Prospective students and collaborators
Chris Wendler, 09/02/2025
I am always looking for great students and collaborators and am happy if you reach out to me directly to ask for collaboration opportunities. However, due to the recent high demand, I am not going to respond to requests anymore unless they contain a work sample (spend ~2–8 hours to perform some experiments and write a short report) on one of the topics or models listed below (e.g., the visual interpretability agent would be a good starting point). If you reach out to me please use my Northeastern email address and briefly introduce yourself. In particular, indicate whether you are affiliated with Northeastern or something else and the scope of the collaboration. For the work sample, please include a short summary about how you allocated your time (this part does not have to be very detailed).
Current research directions
Currently, I work on the following models and broad research directions:
- SDXL, FLUX: How do text-to-image models generate images? What are the representations learned, how do they interact with each other? How to surface the purely visual features?
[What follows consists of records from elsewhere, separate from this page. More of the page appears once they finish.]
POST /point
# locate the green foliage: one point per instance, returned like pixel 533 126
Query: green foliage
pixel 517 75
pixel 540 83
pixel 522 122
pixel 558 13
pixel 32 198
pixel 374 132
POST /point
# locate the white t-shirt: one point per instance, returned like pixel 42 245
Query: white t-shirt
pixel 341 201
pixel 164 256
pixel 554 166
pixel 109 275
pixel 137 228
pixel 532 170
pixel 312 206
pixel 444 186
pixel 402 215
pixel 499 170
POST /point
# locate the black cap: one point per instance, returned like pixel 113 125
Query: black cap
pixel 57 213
Explore the combination of diffusion inversion and SAE features. [prior work]
- Multimodal interpretability agent: As we are scaling our SDXL/FLUX interpretability efforts, the need for automated evaluation methods becomes apparent. A good first step towards this direction will be to create interpretability agents powered by visual-language models and equip them with tools that facilitate the analysis of visual features inside of SDXL/FLUX as well as interventions. [related work] [our prior work and resources] [take-home task]
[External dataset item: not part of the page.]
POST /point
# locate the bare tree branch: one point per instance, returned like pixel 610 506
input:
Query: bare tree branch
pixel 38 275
- World Models: Understand representations learned by world models. Do they form persistent representations without explicit supervision? Do they learn something like intuitive physics (i.e., physics at the level of abstraction useful for modeling the training data)? How can we distill a foundation model’s general world knowledge into an action/control conditioned world model? [resources]
- ESMFold: How does ESMFold fold a protein? [related work 1] [related work 2]
- R1: What are the elements of reasoning learned by R1 and what’s the difference between reasoning and base model? [resources]
- OLMO2: Training dynamics of multilingual representations and instruction following. How do multilingual representations form? Is there something like an instruction following circuit, and how/when does it form? [prior work]
To understand the context a bit better you may find it useful to have a look at my recent [research plan].
Additional directions of interest
Here are some additional research directions that I am interested in:
- How does a model change during finetuning? Many works find circuit-reuse and representation-reuse between base and finetuned model. Can we also zoom in on the changes?
- Finetuning-based interpretability: e.g., by tuning an “interpretability wrapper” (something that facilitates interpretability) around the model as in [0] and leveraging the fact that finetuning does not change too much. Additionally, I am also interested in analyzing the updates performed by the finetuning step in order to make statements about, e.g., which parts of the model were responsible for a certain behavior / seemingly contain finetuning-task relevant information / …
- Causal representation learning: Connecting theoretical results from causal representation learning [1], [2], [3] to the seeming interpretability of SAE features.
- Non-linear representation learning: (think VAEs and friends) on top of latent representations of deep neural networks. Are they useful for steering or DAS-like interventions (without necessarily trying to derive interpretability claims)?
- Transformers are GPU programs: While we are not great at implementing GPU programs directly, we are great at implementing learnable tensor-programs (\(\approx\) matrix multiplications), i.e., transformers. Can we find interpretable abstractions that capture this aspect more nicely than circuits (\(\approx\) subgraphs of the computational graph)? E.g., the RASP-program perspective onto transformers might be a good starting point.
- Going beyond token-level interpretability: How to extend interpretability methods to the multi-token generation case?
- Your own research question: As an advisor I most enjoy reaching uncharted territory that goes beyond my own imagination.
Me as an advisor
For me, the ideal final scope and outcome of the project is the result of a dialogue between us and goes (potentially) far beyond the initial research direction. Thus, the only real structure that I provide as an advisor is one 45-minute weekly meeting if you work full-time on the project and one 45-minute biweekly meeting if you work half-time on the project. Beyond that, I see myself as an invisible hand making sure that things go smoothly (e.g., getting you access to computational resources and inputs from people in my network) and an advisor in the literal sense of the word. In most of the listed directions your hands-on expertise will exceed mine already after a short time and a lot of the guidance that I can provide out-of-the-box is relatively high-level. Beyond that, there is plenty of space in the meetings to think things through.
Traits of a successful student
Note that this is conditioned on my relatively hands-off style of advising. If you want a different style of advising, e.g., are interested in / require hands-on guidance or clear closed-ended objectives / getting micro-managed, please search for a different advisor.
- You are independent and self-motivated and want to explore some research questions that you are genuinely interested in.
- Your primary goal is to learn and to build something interesting. Scientific publication is a by-product and not the main objective.
- You have sufficient technical abilities and attention to detail to explore research-level questions in depth.
- You are able to communicate your results clearly and succinctly.
- You don’t rely on my instructions in order to make progress. You are happy to formulate follow-up ideas and execute them.